Baz Luhrmann’s style, his sophisticated visual vocabulary, effortlessly reconciles the subtle and the bombastic. The use of a picture of Nichelle Nichols as Lt. Uhura alone is an exercise in next-level semiotics that is expansive and profound, touching on pop culture and social revolution in equal measures with such precision that it is hard to imagine a better symbol to capture that moment in time. It is fiction that is truer than reality could be.

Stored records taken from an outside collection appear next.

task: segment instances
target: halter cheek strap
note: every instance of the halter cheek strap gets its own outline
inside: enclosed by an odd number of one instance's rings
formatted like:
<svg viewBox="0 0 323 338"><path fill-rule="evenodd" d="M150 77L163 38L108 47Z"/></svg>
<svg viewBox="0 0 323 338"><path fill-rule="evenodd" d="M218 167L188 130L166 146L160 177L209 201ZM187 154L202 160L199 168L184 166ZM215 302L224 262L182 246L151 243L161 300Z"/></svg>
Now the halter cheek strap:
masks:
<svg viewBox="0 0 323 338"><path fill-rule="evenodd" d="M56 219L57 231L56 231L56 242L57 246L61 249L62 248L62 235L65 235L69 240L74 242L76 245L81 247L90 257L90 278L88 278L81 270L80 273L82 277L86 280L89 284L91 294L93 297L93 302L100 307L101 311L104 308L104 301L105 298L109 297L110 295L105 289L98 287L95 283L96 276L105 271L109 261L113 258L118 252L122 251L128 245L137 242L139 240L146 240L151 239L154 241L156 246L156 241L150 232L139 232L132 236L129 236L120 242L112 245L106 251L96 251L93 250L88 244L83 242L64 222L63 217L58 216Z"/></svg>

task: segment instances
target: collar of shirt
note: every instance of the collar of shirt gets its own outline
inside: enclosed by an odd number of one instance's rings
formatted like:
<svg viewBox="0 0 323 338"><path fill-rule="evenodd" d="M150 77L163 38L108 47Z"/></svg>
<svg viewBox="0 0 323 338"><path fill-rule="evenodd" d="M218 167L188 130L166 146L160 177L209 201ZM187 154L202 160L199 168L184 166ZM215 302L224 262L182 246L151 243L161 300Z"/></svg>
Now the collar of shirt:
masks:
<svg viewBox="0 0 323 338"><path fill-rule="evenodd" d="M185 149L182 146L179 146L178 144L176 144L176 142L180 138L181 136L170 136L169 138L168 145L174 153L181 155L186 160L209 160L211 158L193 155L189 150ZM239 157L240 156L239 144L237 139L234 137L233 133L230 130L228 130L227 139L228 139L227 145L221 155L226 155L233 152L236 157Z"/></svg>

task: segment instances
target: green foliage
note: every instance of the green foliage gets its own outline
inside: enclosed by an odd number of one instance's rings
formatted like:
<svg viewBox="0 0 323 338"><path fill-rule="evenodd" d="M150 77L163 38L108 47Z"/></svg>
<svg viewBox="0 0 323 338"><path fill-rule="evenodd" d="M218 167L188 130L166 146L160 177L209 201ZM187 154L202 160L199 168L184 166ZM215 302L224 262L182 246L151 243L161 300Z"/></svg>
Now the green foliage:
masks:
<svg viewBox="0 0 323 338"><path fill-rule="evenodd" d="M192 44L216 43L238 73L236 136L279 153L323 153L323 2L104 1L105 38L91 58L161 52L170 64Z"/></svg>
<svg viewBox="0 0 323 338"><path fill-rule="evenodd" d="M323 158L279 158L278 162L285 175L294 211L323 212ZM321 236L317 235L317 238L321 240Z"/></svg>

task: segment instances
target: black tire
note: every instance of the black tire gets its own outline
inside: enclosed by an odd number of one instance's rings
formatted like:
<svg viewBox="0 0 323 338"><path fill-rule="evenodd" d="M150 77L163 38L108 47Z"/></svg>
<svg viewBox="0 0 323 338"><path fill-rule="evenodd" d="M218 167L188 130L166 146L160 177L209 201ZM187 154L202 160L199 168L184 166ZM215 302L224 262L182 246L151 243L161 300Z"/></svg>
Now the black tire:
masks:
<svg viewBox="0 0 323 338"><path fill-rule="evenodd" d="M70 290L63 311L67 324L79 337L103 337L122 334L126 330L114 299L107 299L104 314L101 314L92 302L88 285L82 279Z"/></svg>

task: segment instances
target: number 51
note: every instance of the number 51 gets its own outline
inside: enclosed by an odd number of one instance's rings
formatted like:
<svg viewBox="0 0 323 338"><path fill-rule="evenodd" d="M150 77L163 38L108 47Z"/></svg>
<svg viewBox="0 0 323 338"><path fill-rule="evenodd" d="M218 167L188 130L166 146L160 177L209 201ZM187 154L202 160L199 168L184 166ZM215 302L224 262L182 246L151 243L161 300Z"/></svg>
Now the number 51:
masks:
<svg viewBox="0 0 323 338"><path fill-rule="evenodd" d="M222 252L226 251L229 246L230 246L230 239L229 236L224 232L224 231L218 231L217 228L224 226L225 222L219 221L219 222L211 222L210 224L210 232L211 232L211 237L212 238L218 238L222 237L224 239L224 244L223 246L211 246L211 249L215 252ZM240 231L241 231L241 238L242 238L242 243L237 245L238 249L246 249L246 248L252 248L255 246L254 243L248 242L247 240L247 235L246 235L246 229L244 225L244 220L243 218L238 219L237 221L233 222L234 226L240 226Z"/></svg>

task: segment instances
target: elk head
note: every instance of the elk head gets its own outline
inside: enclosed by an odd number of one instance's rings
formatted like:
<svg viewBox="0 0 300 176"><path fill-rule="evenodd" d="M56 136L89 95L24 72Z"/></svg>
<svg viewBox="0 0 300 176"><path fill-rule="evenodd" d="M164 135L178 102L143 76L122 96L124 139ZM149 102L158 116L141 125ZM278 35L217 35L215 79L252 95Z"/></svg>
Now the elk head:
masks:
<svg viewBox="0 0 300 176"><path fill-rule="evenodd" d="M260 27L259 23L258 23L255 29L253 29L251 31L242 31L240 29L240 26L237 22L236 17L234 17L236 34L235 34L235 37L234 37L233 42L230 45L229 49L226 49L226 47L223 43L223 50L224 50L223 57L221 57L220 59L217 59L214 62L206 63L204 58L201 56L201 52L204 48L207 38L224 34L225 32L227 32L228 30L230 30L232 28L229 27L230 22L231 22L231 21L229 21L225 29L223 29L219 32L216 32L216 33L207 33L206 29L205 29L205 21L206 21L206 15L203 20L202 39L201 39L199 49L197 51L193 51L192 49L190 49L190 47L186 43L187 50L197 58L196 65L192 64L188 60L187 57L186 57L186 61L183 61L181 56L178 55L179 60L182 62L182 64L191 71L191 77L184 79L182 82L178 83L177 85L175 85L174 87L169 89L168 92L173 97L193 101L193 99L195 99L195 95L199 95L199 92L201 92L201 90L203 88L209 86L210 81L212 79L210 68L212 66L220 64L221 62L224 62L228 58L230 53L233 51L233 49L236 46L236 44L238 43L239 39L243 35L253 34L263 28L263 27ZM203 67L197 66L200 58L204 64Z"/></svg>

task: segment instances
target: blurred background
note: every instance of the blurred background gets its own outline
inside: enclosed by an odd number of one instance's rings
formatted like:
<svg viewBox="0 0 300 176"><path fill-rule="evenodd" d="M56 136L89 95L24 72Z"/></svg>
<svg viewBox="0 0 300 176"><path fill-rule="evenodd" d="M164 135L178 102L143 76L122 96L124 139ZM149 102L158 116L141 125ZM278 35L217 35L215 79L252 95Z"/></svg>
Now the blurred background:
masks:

And, thus, it is throughout this extravaganza, anchored by an empathetic (what else?) performance by Tom Hanks as Elvis’ rapacious manager, Col. Tom Parker, the unreliable narrator as given to bombast as Lurhmann himself. Austin Butler as Elvis, however, cleverly does not compete with the fevered pyrotechnics of his director’s vision even as he channels the essence of a character that is larger than life. Instead, he complements the structure and idiom with a sweet innocence that makes the realization of how he has been betrayed by those he trusts most all the more visceral. In a larger sense, becoming the sacrificial lamb to a society on the cusp of change, embodying the spirit of rebellion as a natural expression of what he has experienced coming up against a norm that is as threatened by its exuberance as it is outraged by its existence.
We are no more meant to believe everything that we see on screen in the strict historical sense as the medieval audiences of mystery plays were meant to take the allegories set before them as fact. We are, however, meant to be just as moved. And, so, we are. And far more than a mere recounting of incidents in one of the most remarkable lives of the 20th century. It might serve to inform, but it would fail to reveal what was most salient to the legend, to why Elvis has become legend, and was almost from the moment of his ignominious end. That he was purportedly perusing a book on spirituality when he shuffled off this mortal coil atop a toilet is a metaphor in itself, though not one considered here.
This film ends with Elvis’ last performance, as infused with his sense of dedication and showmanship and boyish charm as any, albeit one without the wiggle of his early years, or even the ersatz karate moves that ran rampant during those of his physical decline. It is Elvis himself who has the last word in a lesser-known clip that resonates particularly speaking on the importance of song that closes our story, before we are reminded that he is the best-selling solo recording artist of all time, and the clips of his funeral flicker to life on the screen.
What has come before, though, fusing myth and reality, jumping between past and present, consolidate and confirm the legend, taking this story out of conventional time and setting into a timelessness that is right and proper. It is the apotheosis of Elvis into ELVIS, and it is a hell of an experience.